Em seu romance mais famoso, Françoise Sagan faz um melancólico retrato das certezas da juventude
Quando lemos Bom dia, tristeza, as opiniões precoces da jovem protagonista incomodam um pouco. Não parece realista que uma mocinha já tenha feito julgamentos tão detalhados sobre o amor, a sexualidade e até os códigos morais. E, no entanto, a surpreendente verdade é que o romance foi escrito por uma colegial de apenas 18 anos. Nesse primeiro livro de Françoise Sagan a obra apresenta o jeito de pensar e viver da autora, uma parisiense de classe média entediada com a vida burguesa.
Publicado em 1954, o volume traz uma profunda influência do existencialismo. Há investigação psicológica dos personagens e todo o enredo é permeado por momentos de melancolia, tédio e introspecção. Um best-seller imediato, Bom dia, tristeza conta a história de Cécile, de 17 anos. Órfã de mãe, ela mora com o pai, Raymond – um sedutor sempre envolvido com mulheres mais novas. A garota tenta com afinco recriar o jeito casual e envolvente do pai, flertando com homens mais velhos e soltando opiniões chocantes sobre os mais variados assuntos. Essa fachada, entretanto, esconde uma menina dependente e assustada, a qual só se sente segura por saber que nenhum dos romances de Raymond dura.
Essa sensação de porto-seguro é destruída quando, durante um verão na Riviera com seu pai e a nova namorada, Elsa, eles recebem a visita de Anne.

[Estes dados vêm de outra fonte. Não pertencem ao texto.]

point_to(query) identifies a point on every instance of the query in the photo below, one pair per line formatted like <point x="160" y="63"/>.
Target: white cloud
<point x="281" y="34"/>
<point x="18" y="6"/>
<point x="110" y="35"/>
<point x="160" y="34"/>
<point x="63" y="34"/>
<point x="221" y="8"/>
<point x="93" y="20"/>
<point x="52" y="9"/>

Uma antiga amiga da família, Anne é uma mulher de meia-idade inteligente, sofisticada e preocupada com a moral e os bons costumes – tudo que os casos de Raymond não são. Mas, para a surpresa da menina, essas qualidades despertam o amor do pai, e ele entra em seu primeiro relacionamento sério em anos.
Anne está disposta a assumir uma posição de mãe e educadora, e logo começa com cobranças a respeito do estilo de vida sem regras ou preocupações levado por Cécile. Enfurecida, a garota decide tramar um plano tirar a madrasta de sua vida. Ela se aproveita da inconsolável Elsa, que não aceita ter sido abandonada, e de Cyril, um jovem determinado a provar que é maduro e interessante. A ideia é que os dois finjam um romance às vistas de Raymond para enchê-lo de ciúme, até que ele volte para Elsa. Cécile é meticulosa e dedica-se a cada detalhe da armação:
“Pela primeira vez, eu conhecera esse prazer extraordinário: atravessar um ser, descobri-lo, trazê-lo à luz e, ali, tocá-lo. […] Eu não conhecia isso, sempre fora impulsiva demais. Quando atingia um ser, era por acaso. Todo esse maravilhoso processo dos reflexos humanos, toda essa potência da linguagem, eu os havia subitamente vislumbrado… Pena que fosse pela via da mentira.”
Ainda que a jovem comece essa trapaça com algum remorso, em pouco tempo ela se encanta pelas possibilidades da manipulação. Aqui, é interessante como a autora trabalha as sensações da protagonista; a garra por ela encontrada para terminar o namoro do pai é algo inédito para a menina. Até então, sua vida era marcada pelo profundo enfado e pela indiferença. Agora, ela entra em um projeto com paixão – sem desconfiar que as consequências de sua ideia serão catastróficas.
Bom dia, tristeza é escrito com um gostoso equilíbrio entre forma e conteúdo: o estilo é delicado, mas a trama esconde cenas densas que desestabilizam o leitor. É uma dessas obras que martelam em nossa cabeça por muito tempo após o término da leitura; uma reflexão sobre como, quando jovens, julgamos ser possível controlar tudo, sem percebermos que essa fé cega é um caminho certo para a desilusão.